Now – “teamwork” means something completely different. There are strategic decisions to be made every day. We need to work closely with the hospital. Everyone has a role and their performance impacts their teammate and the team’s overall goal. Sometimes people have to sacrifice their own goals to some degree so that the organization can meet the overall goal. Now, we need to build, and function like, a football team.”
He hit the nail on the head. No disrespect to golfers but golf is an individual sport. Even in the Ryder Cup, a team event, Tiger Woods and Phil Mickelson don’t spend too much time coordinating their efforts. Healthcare today needs team players who understand:
- The Team Goal. There is an overall team goal and our ability to achieve that goal will benefit the individuals, in the long run. (Tom Brady would gladly throw fewer touchdown passes if the running game gives him the best chance to win.)
- Constant Communication. Watch a game closely – players on both sides of the ball are constantly communicating threats, opportunities, last second changes. After each play, they literally run over to each other and update what went right, what they missed, what to expect next time. On the sideline they are reviewing pictures of previous plays and discussing new strategies. No football team could succeed in the silos we have built in healthcare.

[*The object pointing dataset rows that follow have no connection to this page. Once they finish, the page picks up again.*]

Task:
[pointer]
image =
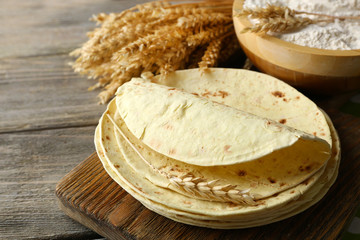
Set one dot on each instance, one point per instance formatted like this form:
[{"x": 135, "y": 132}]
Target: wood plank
[
  {"x": 44, "y": 92},
  {"x": 91, "y": 197},
  {"x": 31, "y": 163},
  {"x": 41, "y": 27}
]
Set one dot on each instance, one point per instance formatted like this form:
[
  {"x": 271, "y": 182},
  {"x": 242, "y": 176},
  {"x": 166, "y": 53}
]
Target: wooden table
[{"x": 47, "y": 116}]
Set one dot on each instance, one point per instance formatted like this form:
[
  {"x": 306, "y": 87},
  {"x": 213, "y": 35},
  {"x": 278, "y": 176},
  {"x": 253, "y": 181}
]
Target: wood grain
[
  {"x": 31, "y": 163},
  {"x": 91, "y": 197},
  {"x": 44, "y": 92}
]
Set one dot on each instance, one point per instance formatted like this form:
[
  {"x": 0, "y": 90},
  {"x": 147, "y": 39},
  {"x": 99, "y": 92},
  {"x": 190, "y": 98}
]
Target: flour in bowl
[{"x": 337, "y": 35}]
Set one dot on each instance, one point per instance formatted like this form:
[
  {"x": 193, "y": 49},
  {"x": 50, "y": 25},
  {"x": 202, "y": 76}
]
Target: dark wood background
[{"x": 47, "y": 116}]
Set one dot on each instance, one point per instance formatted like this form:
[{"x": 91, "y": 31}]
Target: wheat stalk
[
  {"x": 197, "y": 186},
  {"x": 158, "y": 36},
  {"x": 281, "y": 19},
  {"x": 211, "y": 191}
]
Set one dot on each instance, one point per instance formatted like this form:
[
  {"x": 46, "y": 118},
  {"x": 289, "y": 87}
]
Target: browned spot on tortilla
[
  {"x": 168, "y": 126},
  {"x": 155, "y": 143},
  {"x": 253, "y": 185},
  {"x": 278, "y": 94},
  {"x": 233, "y": 205},
  {"x": 282, "y": 121},
  {"x": 226, "y": 148},
  {"x": 223, "y": 94},
  {"x": 206, "y": 93},
  {"x": 308, "y": 168},
  {"x": 271, "y": 180},
  {"x": 307, "y": 181}
]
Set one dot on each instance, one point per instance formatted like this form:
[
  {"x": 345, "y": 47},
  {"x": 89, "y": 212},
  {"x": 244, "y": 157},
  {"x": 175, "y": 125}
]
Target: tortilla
[{"x": 146, "y": 183}]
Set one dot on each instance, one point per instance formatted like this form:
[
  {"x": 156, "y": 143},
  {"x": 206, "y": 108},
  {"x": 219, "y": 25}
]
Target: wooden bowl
[{"x": 317, "y": 70}]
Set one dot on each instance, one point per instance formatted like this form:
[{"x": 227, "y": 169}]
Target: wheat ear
[{"x": 198, "y": 186}]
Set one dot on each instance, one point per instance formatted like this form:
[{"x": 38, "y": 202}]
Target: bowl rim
[{"x": 238, "y": 5}]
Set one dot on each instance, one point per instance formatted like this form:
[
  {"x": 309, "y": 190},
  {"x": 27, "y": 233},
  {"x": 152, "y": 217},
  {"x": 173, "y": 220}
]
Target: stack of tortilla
[{"x": 223, "y": 149}]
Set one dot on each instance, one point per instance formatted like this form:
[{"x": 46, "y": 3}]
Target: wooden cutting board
[{"x": 88, "y": 195}]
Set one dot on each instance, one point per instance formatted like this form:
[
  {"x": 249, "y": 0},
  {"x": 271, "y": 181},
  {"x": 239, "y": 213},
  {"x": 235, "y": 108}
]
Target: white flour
[{"x": 339, "y": 35}]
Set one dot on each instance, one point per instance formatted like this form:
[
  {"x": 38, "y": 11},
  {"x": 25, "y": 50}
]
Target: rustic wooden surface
[
  {"x": 90, "y": 196},
  {"x": 47, "y": 117}
]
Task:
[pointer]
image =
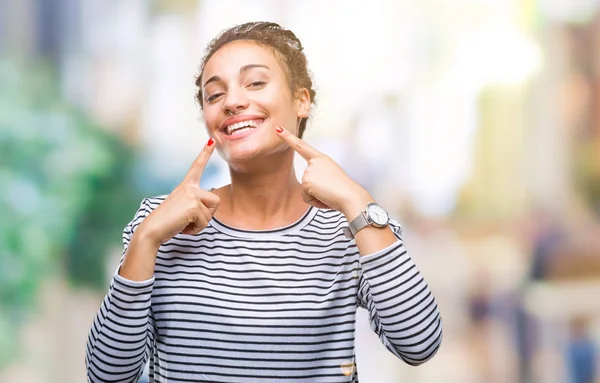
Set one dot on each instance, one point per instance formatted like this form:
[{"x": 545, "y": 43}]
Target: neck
[{"x": 265, "y": 195}]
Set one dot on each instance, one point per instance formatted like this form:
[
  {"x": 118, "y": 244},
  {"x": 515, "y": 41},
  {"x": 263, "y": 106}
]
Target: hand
[
  {"x": 324, "y": 183},
  {"x": 188, "y": 209}
]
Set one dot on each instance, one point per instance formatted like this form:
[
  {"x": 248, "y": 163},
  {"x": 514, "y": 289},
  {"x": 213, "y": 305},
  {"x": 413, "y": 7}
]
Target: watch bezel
[{"x": 370, "y": 217}]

- Collaboration. Every football play requires 11 people to do something very specific and to coordinate efforts. It’s the same with a multi-disciplinary team working on a better, more cost-effective care delivery model. Your actions or failures impact the team, the patient, and the organization.
- Leadership. Some believe that the quarterback and coach are the only leaders. but this is far from reality. Football teams have leaders on the offensive and defensive lines. They have leaders among their running backs and receiving corps, among their linebackers and defensive backs. They share a common belief that their job is to help others focus on team goals rather than individual performances. They lead by example. They mentor rookies. They communicate strategy across all positions. They sacrifice individual performance for the benefit of achieving team goals.
You can’t build a football team with a golfing talent strategy. The role of healthcare staffing professionals and physician recruiting needs to shift from finding individual golfers, to finding football players.